Ольга Рыжая — жена поэта Валерия Сосновского. Она теперь носит фамилию мужа. Их дом забавно располагается: на улице Ленина, 69, — так называемый Городок Чекистов, но именно их дом фактически стоит на Первомайской (угол Луначарского). Это подобно сюрреалистическому танцу. Танцующий дом. Заблудившийся дом, ищущий собственный адрес.
Стихи Сосновского совсем не «рыжие», он другой: его основная привязанность — бардистика, и в стихи заведомо заложена возможность исполнительства под гитару:
Апельсиновая долька
На блюдечке синем,
Безалаберная полька
Маэстро Россини,
Капли мартовской капели,
Лесное эхо,
Рассыпающее трели
Звонкого смеха,
Распускающая почки
Веточка вербы,
Платья, кофточки, носочки,
Слезинки, нервы,
Незатейливые прятки,
Лукавые глазки,
Ангелочки-ангелятки,
Страшные сказки,
На заре, когда жар-птица
Рождается в небе,
Сладко спится; что вам снится,
Бесценная леди?
Интересная ритмика. Посвящено Ольге.
Пока дом танцевал, мы говорили с Ольгой. Память ее погружена в детство Бориса:
Лет в десять, вернувшись из пионерлагеря, Боря сказал: там была девочка похожая на тебя. О самом пионерлагере, где были дети элиты, отозвался: ужас.

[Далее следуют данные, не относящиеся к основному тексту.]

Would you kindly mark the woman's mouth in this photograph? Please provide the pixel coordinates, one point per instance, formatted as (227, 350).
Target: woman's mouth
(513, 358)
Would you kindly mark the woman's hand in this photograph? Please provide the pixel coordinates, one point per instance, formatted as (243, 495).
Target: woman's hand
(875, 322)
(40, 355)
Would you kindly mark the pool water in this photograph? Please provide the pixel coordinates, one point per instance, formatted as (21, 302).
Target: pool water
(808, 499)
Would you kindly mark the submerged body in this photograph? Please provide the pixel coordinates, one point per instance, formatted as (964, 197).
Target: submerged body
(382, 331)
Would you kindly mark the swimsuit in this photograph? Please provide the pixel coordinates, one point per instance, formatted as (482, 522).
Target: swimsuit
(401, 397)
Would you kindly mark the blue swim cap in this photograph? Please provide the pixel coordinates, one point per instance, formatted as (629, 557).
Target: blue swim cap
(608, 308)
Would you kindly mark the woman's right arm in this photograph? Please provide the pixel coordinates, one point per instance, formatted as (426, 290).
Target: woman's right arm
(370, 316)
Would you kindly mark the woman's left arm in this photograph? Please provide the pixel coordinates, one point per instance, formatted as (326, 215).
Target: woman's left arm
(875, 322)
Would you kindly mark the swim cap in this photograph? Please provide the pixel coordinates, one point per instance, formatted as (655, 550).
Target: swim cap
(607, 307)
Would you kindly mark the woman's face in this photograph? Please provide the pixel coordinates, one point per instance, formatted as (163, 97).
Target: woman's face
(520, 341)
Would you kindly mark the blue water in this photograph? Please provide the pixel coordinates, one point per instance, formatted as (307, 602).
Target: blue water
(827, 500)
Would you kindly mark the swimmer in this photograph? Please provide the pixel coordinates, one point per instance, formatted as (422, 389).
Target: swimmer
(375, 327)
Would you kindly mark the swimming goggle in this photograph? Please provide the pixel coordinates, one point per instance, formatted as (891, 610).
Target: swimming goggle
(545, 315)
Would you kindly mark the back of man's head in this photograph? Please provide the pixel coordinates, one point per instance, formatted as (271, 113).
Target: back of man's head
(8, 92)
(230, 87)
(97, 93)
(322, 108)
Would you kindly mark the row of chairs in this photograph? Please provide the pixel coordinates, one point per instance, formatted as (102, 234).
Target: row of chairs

Девочки начали звонить ему рано. Он отвечал отрешенно: что? кино? какое кино?
Еще в первом классе он получил письмо такого содержания: Боря, я тебя люблю, давай вместе жить. Это было реминисценцией октябрятских правил: «Вместе жить, весело дружить». О девчонках он высказывался скорей отрицательно.
Ирина была первой девочкой, которую он привел домой. Дружки обиделись: нас на бабу променял. Поругался со многими, в том числе с Лузиным. С которым был не разлей вода. Вместе бузили. К родителям пришел однажды школьный физрук, пожаловался на то, что школьные шалопаи в его доме залепили замок пластилином.
К нему приходили кучей одноклассники, в жмурки играли, музыку слушали. У него там был магнитофон, проигрыватель. Другие родители такие компании и на порог не пускали. Но как-то он вышел из комнаты и заплакал: идиоты!
В мае девяносто первого мы переехали на Московскую горку. Боря с Ириной поступали в Горный. Отец нанял репетиторов по математике для обоих. Они готовились, когда папа лежал в кардиоцентре после инфаркта. Борис провожал Ирину в Елизавет, а оттуда шел пешком через весь город. По вечерам было прохладно, он отдавал свой свитер Ирине. Когда его в один из таких вечеров избили и ограбили, он пришел домой босиком. Распухшее лицо, кровоподтеки. Обошелся без врачей.
Он шутил без улыбки. Как и папа. Например, папа в детстве, когда мы неумеренно поглощали ириски, всерьез нам сообщил, что Америка закупает советские ириски, чтобы детям зубы выдирать.
Я помогала ему с первого класса. В каком-то там классе он никак не мог понять, что такое икс или игрек. А в десятом строчила ему сочинения. Про того же Есенина написала большой опус, на три тетрадных листа, а он его ужал в два раза при переписке, я сильно обиделась и выразила протест, а он говорит: я мог бы написать в сто раз лучше, чем ты. Учитель спросил: кто пишет? Сестра. Она филолог? А я закончила Горный. Потом выучилась на психолога.
Лень-матушка. Утром вставал с трудом, особенно после смерти бабушки. Ему было не охота заниматься, а мама поддавливала на меня. Даже уже в институте мама наседала на меня: начерти ты ему. Я говорила: не буду. Вообще-то я его отговаривала от Горного. Но он обожал папу. У него была клюшка с надписью «Урал». Он говорил: люблю эту клюшку, потому что папа работает в Уралгеологии.